Introduction
There may come a time when you have a document full of various pieces of data, possibly one that contains information on a long list of people, but you only need the addresses. This is where RegEx
comes in handy. You can use RegEx
to iterate through the characters of the document and locate a string
that matches the pattern you specify. RegEx
can also be used to check a short string
to see if its format and contents match a specified pattern. For a detailed reference on RegEx
, check out this article.
Using the Code
To start, the easiest piece of the address to match is the zip code although it's the least exact.
A simple pattern to match a zip code would look like the following:
ZIP Code
\b\d{5}(?:-\d{4})?\b
That pattern matches five primary digits and allows the option of having a hyphen and four extended digits.
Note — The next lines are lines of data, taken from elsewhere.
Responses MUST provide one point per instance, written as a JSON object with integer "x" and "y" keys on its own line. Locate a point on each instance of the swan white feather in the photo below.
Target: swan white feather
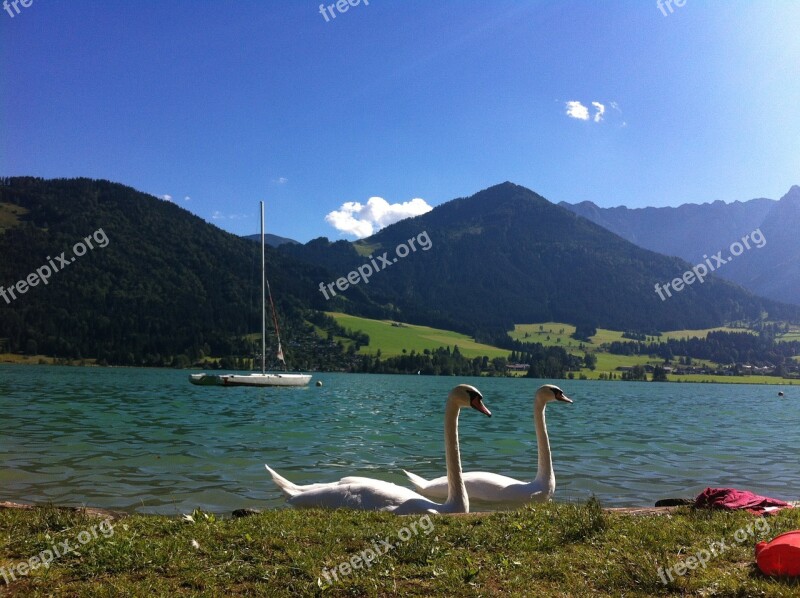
{"x": 492, "y": 487}
{"x": 377, "y": 495}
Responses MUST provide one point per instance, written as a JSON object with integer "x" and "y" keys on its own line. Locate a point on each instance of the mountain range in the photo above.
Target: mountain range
{"x": 169, "y": 283}
{"x": 507, "y": 255}
{"x": 692, "y": 231}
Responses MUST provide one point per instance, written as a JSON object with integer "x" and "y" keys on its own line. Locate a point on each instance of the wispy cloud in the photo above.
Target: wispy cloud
{"x": 363, "y": 220}
{"x": 577, "y": 110}
{"x": 598, "y": 116}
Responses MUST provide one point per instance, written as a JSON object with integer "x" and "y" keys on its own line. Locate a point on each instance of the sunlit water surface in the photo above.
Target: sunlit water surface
{"x": 146, "y": 440}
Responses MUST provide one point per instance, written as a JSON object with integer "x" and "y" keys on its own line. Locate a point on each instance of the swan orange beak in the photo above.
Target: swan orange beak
{"x": 478, "y": 405}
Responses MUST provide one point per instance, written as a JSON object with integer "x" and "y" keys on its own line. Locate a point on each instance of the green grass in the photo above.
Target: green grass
{"x": 9, "y": 215}
{"x": 549, "y": 550}
{"x": 391, "y": 340}
{"x": 701, "y": 333}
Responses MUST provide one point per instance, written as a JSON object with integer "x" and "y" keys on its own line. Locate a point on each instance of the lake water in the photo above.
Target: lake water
{"x": 146, "y": 440}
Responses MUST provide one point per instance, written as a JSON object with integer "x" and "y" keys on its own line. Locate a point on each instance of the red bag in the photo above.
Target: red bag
{"x": 780, "y": 556}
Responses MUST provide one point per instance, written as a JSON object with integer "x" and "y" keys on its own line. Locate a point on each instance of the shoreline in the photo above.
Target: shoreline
{"x": 777, "y": 382}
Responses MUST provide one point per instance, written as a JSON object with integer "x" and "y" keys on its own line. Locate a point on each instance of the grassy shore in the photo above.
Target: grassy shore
{"x": 549, "y": 550}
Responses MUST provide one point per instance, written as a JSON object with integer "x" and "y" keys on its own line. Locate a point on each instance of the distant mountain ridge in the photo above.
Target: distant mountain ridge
{"x": 691, "y": 231}
{"x": 170, "y": 287}
{"x": 271, "y": 240}
{"x": 507, "y": 255}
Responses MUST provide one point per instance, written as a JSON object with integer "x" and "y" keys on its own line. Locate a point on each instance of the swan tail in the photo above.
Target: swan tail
{"x": 289, "y": 489}
{"x": 420, "y": 482}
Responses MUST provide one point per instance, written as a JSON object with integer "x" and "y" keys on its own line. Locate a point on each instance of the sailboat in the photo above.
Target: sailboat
{"x": 255, "y": 379}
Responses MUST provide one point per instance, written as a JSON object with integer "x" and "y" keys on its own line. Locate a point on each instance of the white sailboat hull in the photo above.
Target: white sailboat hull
{"x": 262, "y": 379}
{"x": 250, "y": 379}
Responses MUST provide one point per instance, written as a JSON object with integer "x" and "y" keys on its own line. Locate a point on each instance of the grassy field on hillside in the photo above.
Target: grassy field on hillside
{"x": 391, "y": 340}
{"x": 548, "y": 550}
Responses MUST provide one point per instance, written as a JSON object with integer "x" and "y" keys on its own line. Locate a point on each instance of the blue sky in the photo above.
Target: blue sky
{"x": 230, "y": 102}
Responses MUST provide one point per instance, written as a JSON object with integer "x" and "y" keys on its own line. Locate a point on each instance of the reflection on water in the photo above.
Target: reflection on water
{"x": 148, "y": 441}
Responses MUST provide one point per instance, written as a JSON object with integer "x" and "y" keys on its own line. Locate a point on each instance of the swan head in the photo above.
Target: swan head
{"x": 465, "y": 395}
{"x": 551, "y": 392}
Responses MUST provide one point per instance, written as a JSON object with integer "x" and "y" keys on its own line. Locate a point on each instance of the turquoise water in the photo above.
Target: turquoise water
{"x": 146, "y": 440}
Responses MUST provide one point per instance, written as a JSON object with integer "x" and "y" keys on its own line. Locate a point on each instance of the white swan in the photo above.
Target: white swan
{"x": 491, "y": 487}
{"x": 377, "y": 495}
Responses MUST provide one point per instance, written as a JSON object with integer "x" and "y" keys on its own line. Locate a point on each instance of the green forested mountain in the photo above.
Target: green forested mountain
{"x": 167, "y": 283}
{"x": 507, "y": 255}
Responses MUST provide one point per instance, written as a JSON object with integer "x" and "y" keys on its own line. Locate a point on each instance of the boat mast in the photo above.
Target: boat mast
{"x": 263, "y": 299}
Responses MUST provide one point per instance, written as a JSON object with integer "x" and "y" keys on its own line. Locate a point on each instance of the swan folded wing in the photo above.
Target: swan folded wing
{"x": 371, "y": 495}
{"x": 488, "y": 487}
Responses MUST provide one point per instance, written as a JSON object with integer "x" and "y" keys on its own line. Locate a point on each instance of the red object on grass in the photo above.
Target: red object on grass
{"x": 780, "y": 556}
{"x": 733, "y": 499}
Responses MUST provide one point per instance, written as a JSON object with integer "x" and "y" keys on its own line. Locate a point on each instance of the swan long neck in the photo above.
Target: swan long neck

This matches all zip codes, however it is possible for there to be a match of five digits that is not a zip code. Adding to our pattern will fix that.
Next, we need to match a city and state. This pattern will match most cities:
City
(?:[A-Z][a-z.-]+[ ]?)+
There is room for false matches with this pattern too but when we add the state pattern, it will be much more accurate.
The only sure way to test for a state name is to create a pattern that contains the name of each state. It's long, but you can always know it's 100% accurate.
State
Alabama|Alaska|Arizona|Arkansas|California|Colorado|Connecticut|Delaware|Florida|Georgia|Hawaii|
Idaho|Illinois|Indiana|Iowa|Kansas|Kentucky|Louisiana|Maine|Maryland|Massachusetts|Michigan|
Minnesota|Mississippi|Missouri|Montana|Nebraska|Nevada|New[ ]Hampshire|New[ ]Jersey|New[ ]Mexico
|New[ ]York|North[ ]Carolina|North[ ]Dakota|Ohio|Oklahoma|Oregon|Pennsylvania|Rhode[ ]Island
|South[ ]Carolina|South[ ]Dakota|Tennessee|Texas|Utah|Vermont|Virginia|Washington|West[ ]Virginia
|Wisconsin|Wyoming
I've added line breaks for readability but make sure to remove those when using the pattern. This is a sure fire way to test for states that are spelled out but in some addresses the states are abbreviated.
State Abbreviations
AL|AK|AS|AZ|AR|CA|CO|CT|DE|DC|FM|FL|GA|GU|HI|ID|IL|IN|IA|KS|KY|LA|ME|MH|MD|MA|MI|MN|MS|MO|MT
|NE|NV|NH|NJ|NM|NY|NC|ND|MP|OH|OK|OR|PW|PA|PR|RI|SC|SD|TN|TX|UT|VT|VI|VA|WA|WV|WI|WY
When you are searching for a city, state, zip combination, combine the patterns like this:
City, State, Zip
{city pattern},[ ](?:{state pattern}|{abbrev. state pattern})[ ]{zip pattern}
To finish off our address RegEx
pattern, we need to test for a street address.
Street
\d+[ ](?:[A-Za-z0-9.-]+[ ]?)+(?:Avenue|Lane|Road|Boulevard|Drive|Street|Ave|Dr|Rd|Blvd|Ln|St)\.?
For the full pattern, combine the city, state, zip pattern with this street pattern separated by \s to test for either a space or a line break and you're done!